В трехкомнатной квартире Матвея Матвеевича часы перезванивались мелодичными голосами. Здесь было много старинных вещей, хранивших на себе отпечаток давно прошедших времен. В этой необычной квартире поневоле хотелось понизить голос, словно все это были не прекрасные антикварные вещи, а покойники, которые лежат по всем углам дома, сложив на мраморной груди руки. Мебель из дымчатой березы с инкрустациями, картины и весь остальной антиквариат Вадим Свирин видел не впервые, но все равно подумал: «Вот они, деньги партии, ее золото».
— Куда ты, Вадим, запропастился? – приветствовал Свирина Матвей Матвеевич.
— Как ни позвоню, вы отдыхаете.
– Пью красоту, благоговею, трепещу перед произведениями старых мастеров.
— Прекрасные вещи у вас есть, Матвей Матвеевич.
— Есть кое-что, – самодовольно покряхтывая, отвечал Матвей Матвеевич. – Все увидите… не сразу же, батенька.
— Но мы уже десять лет работаем вместе – пора бы?
— Успеется, хотя сегодня тоже кое-что посмотрим.
Я продам все, кроме своей любви к красоте, – признавался сам себе в антикварной тишине Матвей Матвеевич. Истинную красоту не продам, нет. Я должен выпить ее до конца. В этом смысле я пьяница, а может, даже алкоголик. Есть вещи, которыми можно наслаждаться бесконечно – созерцая их, ощущая их тяжесть. Замкнешься, опустишь шторы, обставишься первоклассными произведениями – и умираешь от восторга.

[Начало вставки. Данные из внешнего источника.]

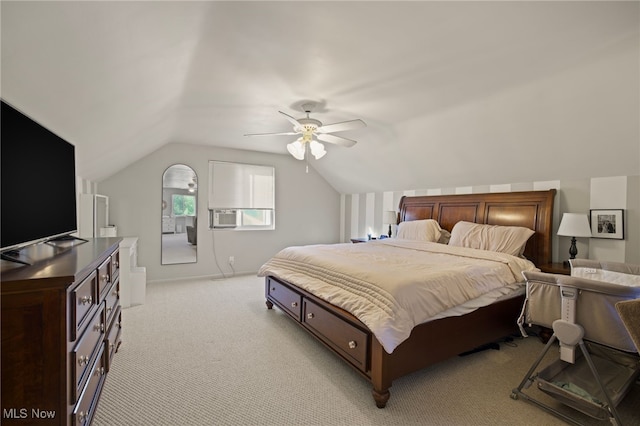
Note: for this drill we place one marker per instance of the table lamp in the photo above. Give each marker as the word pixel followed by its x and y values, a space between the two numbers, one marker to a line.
pixel 574 225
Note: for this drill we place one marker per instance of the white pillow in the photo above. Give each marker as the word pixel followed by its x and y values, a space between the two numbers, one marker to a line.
pixel 421 230
pixel 503 239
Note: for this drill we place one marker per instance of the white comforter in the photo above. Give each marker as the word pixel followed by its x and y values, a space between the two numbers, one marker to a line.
pixel 392 285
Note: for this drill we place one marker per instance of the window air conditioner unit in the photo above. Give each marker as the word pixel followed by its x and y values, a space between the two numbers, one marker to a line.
pixel 225 218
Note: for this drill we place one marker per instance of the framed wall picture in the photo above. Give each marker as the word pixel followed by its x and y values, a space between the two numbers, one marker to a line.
pixel 607 224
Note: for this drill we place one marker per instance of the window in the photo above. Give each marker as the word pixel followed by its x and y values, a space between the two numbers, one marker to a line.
pixel 183 205
pixel 241 196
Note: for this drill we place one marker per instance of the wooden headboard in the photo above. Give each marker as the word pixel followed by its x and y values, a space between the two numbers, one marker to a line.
pixel 531 209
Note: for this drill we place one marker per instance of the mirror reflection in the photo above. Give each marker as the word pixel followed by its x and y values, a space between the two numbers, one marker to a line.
pixel 179 215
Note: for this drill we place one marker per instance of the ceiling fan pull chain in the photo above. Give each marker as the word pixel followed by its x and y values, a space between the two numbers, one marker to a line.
pixel 306 157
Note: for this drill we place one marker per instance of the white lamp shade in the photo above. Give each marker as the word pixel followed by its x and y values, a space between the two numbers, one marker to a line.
pixel 317 149
pixel 296 149
pixel 574 225
pixel 390 217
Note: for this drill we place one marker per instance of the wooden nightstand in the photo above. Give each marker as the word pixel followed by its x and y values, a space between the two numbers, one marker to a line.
pixel 556 268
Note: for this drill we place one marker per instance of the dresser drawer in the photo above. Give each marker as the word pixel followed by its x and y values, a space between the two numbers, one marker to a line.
pixel 285 298
pixel 84 410
pixel 349 341
pixel 85 351
pixel 83 301
pixel 114 338
pixel 104 277
pixel 112 300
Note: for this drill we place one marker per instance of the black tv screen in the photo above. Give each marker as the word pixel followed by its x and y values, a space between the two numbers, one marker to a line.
pixel 38 182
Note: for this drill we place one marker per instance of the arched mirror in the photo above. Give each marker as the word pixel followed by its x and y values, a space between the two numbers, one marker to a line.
pixel 179 215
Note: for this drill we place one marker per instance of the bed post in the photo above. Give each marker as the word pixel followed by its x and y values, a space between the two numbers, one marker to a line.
pixel 379 374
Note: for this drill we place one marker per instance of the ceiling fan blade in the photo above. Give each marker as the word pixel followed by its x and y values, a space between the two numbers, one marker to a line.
pixel 343 125
pixel 293 121
pixel 337 140
pixel 272 134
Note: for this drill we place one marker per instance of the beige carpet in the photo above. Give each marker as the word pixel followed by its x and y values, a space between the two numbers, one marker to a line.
pixel 208 352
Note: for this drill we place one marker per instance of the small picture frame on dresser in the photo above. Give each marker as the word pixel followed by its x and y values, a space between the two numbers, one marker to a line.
pixel 607 224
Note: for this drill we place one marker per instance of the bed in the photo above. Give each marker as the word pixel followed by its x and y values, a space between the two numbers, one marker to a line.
pixel 428 342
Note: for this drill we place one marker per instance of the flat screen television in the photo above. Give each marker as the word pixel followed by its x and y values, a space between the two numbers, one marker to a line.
pixel 38 182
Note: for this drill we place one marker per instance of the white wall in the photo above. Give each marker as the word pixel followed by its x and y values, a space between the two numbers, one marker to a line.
pixel 307 211
pixel 364 211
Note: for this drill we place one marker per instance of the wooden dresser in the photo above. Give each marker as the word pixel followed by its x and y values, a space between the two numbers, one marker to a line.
pixel 61 326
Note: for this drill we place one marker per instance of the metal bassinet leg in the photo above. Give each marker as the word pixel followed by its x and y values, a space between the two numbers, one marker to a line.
pixel 530 378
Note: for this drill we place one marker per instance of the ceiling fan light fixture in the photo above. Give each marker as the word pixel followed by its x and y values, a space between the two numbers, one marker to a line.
pixel 296 149
pixel 317 149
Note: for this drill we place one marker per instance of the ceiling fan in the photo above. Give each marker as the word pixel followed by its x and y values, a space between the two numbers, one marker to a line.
pixel 309 127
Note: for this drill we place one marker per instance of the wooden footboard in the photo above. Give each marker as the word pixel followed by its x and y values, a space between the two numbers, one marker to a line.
pixel 429 343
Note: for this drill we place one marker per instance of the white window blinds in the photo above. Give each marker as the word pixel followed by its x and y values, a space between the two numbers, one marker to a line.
pixel 241 186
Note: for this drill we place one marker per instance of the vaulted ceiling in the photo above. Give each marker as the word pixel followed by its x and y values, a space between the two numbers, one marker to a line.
pixel 121 79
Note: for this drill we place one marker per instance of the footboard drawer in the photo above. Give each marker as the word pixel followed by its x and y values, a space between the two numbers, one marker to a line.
pixel 285 298
pixel 349 341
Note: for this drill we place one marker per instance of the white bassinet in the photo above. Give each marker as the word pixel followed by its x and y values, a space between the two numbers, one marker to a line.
pixel 598 360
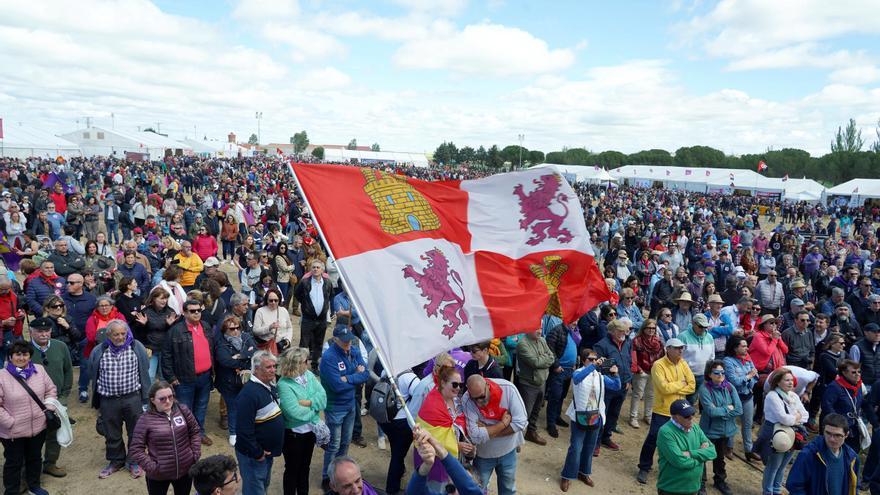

Матвей Матвеевич начал показывать Свирину редкости – фарфор, фаянс, миниатюры, камеи, автографы царственных особ. Все дорогое, все настоящее. На дне одного сундука оказалась большая красного дерева шкатулка, а в ней целый склад футляров, в коробке – отдельно завернутый в вату и тонкую бумагу подвенечный жемчужный венок…
– Какая роскошь! Какая роскошь!
У Матвея Матвеевича дрожали руки, когда он запирал и отпирал шкафы, ящики, комоды. В потайных отделениях драгоценные камни, оправленные в старинные серебряные и золотые оправы, сплетались в звезды, цветы, арабески и холодными бесплодными слезами оплакивали нужду потомков тех, кто когда-то щеголял в этих уборах на празднествах и пирах.